Le saviez-vous ? « La peinture, c’est étudier la trace d’un petit caillou qui tombe sur la surface de l’eau, l’oiseau en vol, le soleil qui s’échappe vers la mer ou parmi les pins et les lauriers de la montagne." » Joan Miró


L’Espace culturel ING et les Musées royaux des Beaux-Arts de Belgique, en collaboration avec la Fondation Miró de Barcelone, présentent une exposition de quelque 120 peintures, gravures, sculptures et dessins qui illustrent la prédominance du caractère poétique de la palette du peintre.  L’accent est mis sur la production du peintre catalan à partir des dernières œuvres qu’il réalisa juste avant la Seconde Guerre mondiale et la célèbre série des Constellations exécutée durant la guerre.

 

Prélude

Assassiner la peinture : “J’ai pensé qu’il fallait dépasser la “chose plastique” pour atteindre la poésie… Vivre avec la dignité d’un poète.” 

Quelques œuvres des années 20 démontrent l’abandon progressif de la référence à la réalité.  Ainsi, la « Danseuse espagnole » de 1924, provenant des Musées royaux des Beaux-Arts de Belgique et « Le cheval de cirque » de 1927 appartenant au Musée d’Ixelles et restauré par ING témoignent de la transformation des figures en suggestions d’émotions et de sensations.

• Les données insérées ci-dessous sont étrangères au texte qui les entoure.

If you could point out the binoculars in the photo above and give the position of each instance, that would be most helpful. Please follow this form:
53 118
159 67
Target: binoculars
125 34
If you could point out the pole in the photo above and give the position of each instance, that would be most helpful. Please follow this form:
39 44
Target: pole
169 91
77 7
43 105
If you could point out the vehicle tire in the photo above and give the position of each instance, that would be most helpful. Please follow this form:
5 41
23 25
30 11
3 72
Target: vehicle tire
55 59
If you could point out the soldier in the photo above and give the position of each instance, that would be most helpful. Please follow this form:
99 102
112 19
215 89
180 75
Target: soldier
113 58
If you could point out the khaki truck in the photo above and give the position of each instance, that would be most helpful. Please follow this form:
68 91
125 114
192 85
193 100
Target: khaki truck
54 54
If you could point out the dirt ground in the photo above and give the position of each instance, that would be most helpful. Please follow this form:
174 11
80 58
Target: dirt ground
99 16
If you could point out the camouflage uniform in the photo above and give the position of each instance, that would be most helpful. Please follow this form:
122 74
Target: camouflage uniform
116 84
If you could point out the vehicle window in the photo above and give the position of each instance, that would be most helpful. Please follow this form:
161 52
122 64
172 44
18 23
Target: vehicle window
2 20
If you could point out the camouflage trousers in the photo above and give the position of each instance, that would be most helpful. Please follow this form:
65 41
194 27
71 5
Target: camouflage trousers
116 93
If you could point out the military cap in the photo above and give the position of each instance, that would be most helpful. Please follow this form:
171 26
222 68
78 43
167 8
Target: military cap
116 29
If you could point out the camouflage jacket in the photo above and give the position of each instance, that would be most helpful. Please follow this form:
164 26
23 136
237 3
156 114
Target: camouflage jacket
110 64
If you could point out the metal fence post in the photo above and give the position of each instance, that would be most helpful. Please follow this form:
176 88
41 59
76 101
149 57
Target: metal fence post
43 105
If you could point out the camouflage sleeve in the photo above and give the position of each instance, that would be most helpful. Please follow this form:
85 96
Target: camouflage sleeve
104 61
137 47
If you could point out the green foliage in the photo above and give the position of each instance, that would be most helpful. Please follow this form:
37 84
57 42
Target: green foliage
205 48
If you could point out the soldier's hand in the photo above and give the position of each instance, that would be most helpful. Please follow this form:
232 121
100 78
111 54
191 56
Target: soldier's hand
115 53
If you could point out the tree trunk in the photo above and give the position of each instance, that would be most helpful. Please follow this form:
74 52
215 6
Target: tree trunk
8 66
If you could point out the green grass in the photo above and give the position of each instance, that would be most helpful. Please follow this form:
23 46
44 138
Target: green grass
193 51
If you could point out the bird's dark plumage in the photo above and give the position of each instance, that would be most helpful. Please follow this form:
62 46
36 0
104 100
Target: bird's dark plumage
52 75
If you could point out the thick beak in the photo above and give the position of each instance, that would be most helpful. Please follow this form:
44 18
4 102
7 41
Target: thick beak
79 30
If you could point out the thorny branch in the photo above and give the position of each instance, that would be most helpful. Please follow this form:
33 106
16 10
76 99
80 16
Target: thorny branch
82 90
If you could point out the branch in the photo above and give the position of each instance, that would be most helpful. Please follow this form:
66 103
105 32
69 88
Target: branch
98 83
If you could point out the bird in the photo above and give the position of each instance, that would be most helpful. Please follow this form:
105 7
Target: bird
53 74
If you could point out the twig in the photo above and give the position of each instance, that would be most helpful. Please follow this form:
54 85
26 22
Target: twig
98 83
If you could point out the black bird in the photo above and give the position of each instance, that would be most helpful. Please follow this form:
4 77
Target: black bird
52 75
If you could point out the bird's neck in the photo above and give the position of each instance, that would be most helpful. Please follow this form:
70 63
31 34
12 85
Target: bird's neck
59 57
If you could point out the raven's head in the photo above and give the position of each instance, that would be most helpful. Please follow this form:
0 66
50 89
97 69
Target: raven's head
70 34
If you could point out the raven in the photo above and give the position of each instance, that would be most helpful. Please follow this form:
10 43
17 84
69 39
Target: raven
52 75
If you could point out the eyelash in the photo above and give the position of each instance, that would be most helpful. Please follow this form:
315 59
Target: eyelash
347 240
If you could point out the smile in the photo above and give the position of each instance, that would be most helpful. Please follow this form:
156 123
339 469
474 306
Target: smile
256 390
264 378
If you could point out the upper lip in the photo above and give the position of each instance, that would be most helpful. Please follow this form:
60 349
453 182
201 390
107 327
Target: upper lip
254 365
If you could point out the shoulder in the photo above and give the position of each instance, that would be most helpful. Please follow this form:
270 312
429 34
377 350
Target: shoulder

Les pulsations visuelles et sonores se confondent. Ondes sonores du phonographe ou froufrous lestes de la robe de la danseuse? La voix est chaude.  Une chevelure noire en forme de soleil. Une sorte de « M » en bas du tableau à gauche en contre-pied des trépidations de flamenco ? Olée ! La toile devient un champ poétique accroché au mouvement: les pointillés et l’éventail virevoltent vers l’infini. Et si le monde n’était que spectacle? Il le veut poésie pure.

Miro, que l’on prenait peut-être pour un bouffon farceur de la peinture, est épris de profondeur : il guette l’essentiel dans un grain de poussière.  «  Et que partout on trouve le soleil, un brin d’herbe, les spirales de la libellule.

Le courage consiste à rester chez soi, près de la nature qui ne tient aucun compte de nos désastres. Chaque grain de poussière possède une âme merveilleuse.

Mais pour la comprendre, il faut retrouver le sens religieux et magique des choses, celui des peuples primitifs… » 

 

Nourri de littérature, fort de l’expérience du mouvement surréaliste, sensible à l’appel conjoint du primitif et de l’enfant, Miró va développer une œuvre faite de figures et de couleurs symboliques par lesquelles le monde se résume au bonheur de la poésie. 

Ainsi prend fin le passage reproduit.